The 5-step interpretive journey taught by Duvall and Hays is fantastic. It is imperative to have a historical-cultural-literary understanding of whatever Biblical text that you are going to interpret. This allows us to accurately come to a timeless-theological principle that can be applied in our lives and the lives of those whom we may be teaching.



[1] J. Scott Duvall and J. Daniel Hays, Grasping God’s word: A Hands-On Approach to Reading, Interpreting, and Applying the Bible (Grand Rapids: Zondervan, 2012).
[2] Michael Peek, What Does This Passage Mean: Isaiah 14:12-15, a paper presented for M-BS2400 Introduction to Hermeneutics, Mid-Western Baptist Theological Seminary, August 2017.
[3] J. Scott Duvall and J. Daniel Hays, Grasping God’s word: A Hands-On Approach to Reading, Interpreting, and Applying the Bible (Grand Rapids: Zondervan, 2012).
[4] Ibid, last sentence.
[5] Michael Peek, Blog #2 Isaiah 14:3-23 Verse-by Verse Commentary, a paper presented for M-BS2400 Introduction to Hermeneutics, Mid-Western Baptist Theological Seminary, September 2017, 14:12-15.
[6] Michael Peek, Blog #4 Cross the Principlizing Bridge, a paper presented for M-BS2400 Introduction to Hermeneutics, Mid-Western Baptist Theological Seminary, September 2017, The Cruel King.
[7] Ibid, The People and the Earth Rejoice.
[8] Ibid, Descending to Sheol.

Bibliography
Duvall, J. Scott and Hays, J. Daniel, Grasping God’s word: A Hands-On Approach to Reading, Interpreting, and Applying the Bible. Grand Rapids: Zondervan, 2012).
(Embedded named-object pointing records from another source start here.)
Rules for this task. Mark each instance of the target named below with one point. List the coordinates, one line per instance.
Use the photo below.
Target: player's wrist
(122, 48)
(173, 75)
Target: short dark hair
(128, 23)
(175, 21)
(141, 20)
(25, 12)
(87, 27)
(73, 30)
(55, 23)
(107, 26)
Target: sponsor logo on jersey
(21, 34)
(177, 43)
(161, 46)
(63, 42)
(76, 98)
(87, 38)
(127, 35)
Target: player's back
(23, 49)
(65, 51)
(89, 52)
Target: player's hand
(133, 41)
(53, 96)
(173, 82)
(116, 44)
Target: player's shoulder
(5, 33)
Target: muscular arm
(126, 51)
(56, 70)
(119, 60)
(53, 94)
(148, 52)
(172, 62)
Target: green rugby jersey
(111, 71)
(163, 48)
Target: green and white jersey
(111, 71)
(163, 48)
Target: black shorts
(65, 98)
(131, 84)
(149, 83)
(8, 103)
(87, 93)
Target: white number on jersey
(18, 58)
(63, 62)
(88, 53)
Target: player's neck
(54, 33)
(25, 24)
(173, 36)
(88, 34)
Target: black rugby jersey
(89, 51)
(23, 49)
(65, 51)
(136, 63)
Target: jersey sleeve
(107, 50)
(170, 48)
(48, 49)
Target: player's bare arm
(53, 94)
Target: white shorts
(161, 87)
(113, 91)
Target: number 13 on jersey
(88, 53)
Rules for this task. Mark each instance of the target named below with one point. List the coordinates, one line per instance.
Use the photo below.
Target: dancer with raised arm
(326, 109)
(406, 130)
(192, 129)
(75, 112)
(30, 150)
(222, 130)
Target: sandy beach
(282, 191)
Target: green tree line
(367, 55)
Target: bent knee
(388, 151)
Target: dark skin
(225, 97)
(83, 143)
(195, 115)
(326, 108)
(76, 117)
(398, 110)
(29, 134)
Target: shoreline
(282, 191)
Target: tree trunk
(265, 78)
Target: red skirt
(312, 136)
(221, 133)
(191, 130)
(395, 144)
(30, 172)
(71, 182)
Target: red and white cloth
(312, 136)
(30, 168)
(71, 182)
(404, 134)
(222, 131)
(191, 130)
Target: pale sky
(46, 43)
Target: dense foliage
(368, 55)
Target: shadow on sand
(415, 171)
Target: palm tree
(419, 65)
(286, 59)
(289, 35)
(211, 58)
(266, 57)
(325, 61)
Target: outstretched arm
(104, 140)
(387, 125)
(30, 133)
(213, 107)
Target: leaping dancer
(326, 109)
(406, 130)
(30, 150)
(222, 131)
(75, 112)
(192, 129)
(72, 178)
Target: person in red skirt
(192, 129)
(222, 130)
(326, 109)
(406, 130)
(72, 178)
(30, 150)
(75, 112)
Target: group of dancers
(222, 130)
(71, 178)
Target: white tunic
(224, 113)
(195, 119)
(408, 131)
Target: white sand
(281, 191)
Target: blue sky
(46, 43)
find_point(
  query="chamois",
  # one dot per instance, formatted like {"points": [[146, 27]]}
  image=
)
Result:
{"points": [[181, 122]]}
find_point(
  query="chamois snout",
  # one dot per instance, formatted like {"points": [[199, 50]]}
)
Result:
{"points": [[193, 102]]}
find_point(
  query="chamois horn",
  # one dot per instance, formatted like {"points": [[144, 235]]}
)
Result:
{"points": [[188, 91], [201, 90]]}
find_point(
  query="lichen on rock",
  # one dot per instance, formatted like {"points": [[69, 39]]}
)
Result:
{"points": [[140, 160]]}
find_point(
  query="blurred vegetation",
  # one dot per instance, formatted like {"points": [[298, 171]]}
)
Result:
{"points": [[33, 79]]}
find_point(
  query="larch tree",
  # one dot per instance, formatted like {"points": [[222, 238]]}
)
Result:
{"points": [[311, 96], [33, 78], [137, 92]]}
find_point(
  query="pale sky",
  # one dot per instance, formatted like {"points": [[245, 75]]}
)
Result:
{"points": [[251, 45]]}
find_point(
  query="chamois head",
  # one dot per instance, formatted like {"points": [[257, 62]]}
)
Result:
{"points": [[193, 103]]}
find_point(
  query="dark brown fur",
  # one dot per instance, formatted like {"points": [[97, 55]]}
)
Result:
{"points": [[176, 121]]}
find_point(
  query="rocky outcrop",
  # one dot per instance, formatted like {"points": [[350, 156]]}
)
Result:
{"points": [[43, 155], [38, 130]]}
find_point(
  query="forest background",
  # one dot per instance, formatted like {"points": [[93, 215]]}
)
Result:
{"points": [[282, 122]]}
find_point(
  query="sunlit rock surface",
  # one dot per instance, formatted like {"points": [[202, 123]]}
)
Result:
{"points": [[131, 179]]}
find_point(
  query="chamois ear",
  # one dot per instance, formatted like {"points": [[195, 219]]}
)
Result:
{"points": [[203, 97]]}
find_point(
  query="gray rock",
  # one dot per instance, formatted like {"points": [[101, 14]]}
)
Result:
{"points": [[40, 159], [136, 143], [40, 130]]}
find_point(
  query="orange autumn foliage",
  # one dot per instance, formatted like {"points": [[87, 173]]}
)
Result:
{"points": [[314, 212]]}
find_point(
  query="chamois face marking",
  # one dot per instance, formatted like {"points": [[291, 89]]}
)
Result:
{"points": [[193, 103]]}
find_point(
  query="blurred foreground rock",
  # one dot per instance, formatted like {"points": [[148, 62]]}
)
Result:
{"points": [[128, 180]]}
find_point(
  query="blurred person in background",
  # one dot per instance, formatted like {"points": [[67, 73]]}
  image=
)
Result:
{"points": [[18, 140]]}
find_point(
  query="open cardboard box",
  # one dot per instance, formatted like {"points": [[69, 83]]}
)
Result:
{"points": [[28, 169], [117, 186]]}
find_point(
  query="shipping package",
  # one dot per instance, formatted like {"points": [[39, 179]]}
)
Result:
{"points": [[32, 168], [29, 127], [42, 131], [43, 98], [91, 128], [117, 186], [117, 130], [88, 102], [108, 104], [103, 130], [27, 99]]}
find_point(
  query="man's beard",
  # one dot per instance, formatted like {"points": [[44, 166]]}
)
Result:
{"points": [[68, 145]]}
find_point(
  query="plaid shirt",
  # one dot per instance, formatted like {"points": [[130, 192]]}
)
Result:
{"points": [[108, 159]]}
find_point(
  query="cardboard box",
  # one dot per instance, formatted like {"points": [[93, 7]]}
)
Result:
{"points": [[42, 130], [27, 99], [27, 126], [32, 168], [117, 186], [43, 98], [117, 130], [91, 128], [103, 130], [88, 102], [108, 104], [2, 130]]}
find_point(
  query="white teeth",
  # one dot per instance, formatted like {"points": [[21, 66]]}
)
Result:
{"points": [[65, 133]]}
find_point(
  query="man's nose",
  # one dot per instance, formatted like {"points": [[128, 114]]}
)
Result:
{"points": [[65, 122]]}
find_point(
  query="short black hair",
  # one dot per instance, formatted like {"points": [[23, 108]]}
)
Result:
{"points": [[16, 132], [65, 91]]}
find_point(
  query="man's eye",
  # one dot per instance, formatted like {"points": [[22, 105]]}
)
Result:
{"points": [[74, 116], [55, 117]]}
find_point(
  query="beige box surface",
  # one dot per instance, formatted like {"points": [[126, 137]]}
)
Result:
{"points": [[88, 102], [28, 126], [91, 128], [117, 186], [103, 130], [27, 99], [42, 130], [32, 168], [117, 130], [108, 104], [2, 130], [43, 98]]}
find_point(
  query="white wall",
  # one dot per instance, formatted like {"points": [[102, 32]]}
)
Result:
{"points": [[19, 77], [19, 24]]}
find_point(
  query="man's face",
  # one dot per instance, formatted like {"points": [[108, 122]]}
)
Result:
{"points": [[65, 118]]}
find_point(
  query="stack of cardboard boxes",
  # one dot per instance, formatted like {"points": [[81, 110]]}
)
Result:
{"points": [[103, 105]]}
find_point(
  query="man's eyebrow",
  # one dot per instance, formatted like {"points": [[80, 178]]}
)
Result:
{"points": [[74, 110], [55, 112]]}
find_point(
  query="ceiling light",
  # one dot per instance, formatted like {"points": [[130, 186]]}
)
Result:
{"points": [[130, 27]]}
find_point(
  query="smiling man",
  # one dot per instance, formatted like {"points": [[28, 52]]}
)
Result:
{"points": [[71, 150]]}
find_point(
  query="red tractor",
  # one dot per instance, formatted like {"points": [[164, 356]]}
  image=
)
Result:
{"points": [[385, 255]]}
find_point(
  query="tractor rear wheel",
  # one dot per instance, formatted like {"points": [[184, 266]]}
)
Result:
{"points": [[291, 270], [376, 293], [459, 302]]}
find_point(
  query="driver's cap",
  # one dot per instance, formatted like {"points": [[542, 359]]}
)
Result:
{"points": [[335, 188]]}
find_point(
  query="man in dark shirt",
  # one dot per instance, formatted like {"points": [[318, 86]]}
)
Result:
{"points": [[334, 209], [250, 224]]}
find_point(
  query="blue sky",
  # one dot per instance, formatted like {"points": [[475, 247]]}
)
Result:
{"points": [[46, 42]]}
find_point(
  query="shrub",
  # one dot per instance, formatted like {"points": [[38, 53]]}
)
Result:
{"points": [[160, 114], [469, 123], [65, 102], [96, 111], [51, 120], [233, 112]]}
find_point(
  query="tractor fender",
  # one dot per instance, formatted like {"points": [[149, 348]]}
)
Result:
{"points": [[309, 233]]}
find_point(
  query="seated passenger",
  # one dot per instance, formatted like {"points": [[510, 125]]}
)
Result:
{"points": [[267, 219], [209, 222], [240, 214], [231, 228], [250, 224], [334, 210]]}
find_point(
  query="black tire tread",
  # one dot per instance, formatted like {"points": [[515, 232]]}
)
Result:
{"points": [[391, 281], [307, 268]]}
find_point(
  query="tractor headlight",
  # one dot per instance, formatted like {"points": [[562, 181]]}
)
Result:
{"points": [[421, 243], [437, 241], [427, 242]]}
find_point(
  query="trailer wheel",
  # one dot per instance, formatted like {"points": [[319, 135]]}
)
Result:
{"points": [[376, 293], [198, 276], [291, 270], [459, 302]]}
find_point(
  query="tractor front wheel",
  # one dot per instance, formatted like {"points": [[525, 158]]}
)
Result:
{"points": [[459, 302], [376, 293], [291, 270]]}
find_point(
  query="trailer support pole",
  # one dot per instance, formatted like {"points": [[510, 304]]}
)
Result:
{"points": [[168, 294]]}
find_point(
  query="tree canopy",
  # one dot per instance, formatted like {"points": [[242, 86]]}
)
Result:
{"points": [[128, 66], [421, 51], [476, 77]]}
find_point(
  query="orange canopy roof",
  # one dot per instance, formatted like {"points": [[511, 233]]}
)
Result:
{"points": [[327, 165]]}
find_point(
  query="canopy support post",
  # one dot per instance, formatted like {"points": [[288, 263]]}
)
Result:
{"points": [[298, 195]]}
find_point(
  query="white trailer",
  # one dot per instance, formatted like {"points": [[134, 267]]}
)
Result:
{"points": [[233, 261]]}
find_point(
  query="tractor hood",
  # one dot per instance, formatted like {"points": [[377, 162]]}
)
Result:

Peek, Michael, Blog #2 Isaiah 14:3-23 Verse-by Verse Commentary, a paper presented for M-BS2400 Introduction to Hermeneutics, Mid-Western Baptist Theological Seminary, September 2017.
Peek, Michael, Blog #4 Cross the Principlizing Bridge, a paper presented for M-BS2400 Introduction to Hermeneutics, Mid-Western Baptist Theological Seminary, September 2017.
Peek, Michael, What Does This Passage Mean: Isaiah 14:12-15, a paper presented for M-BS2400 Introduction to Hermeneutics, Mid-Western Baptist Theological Seminary, August 2017.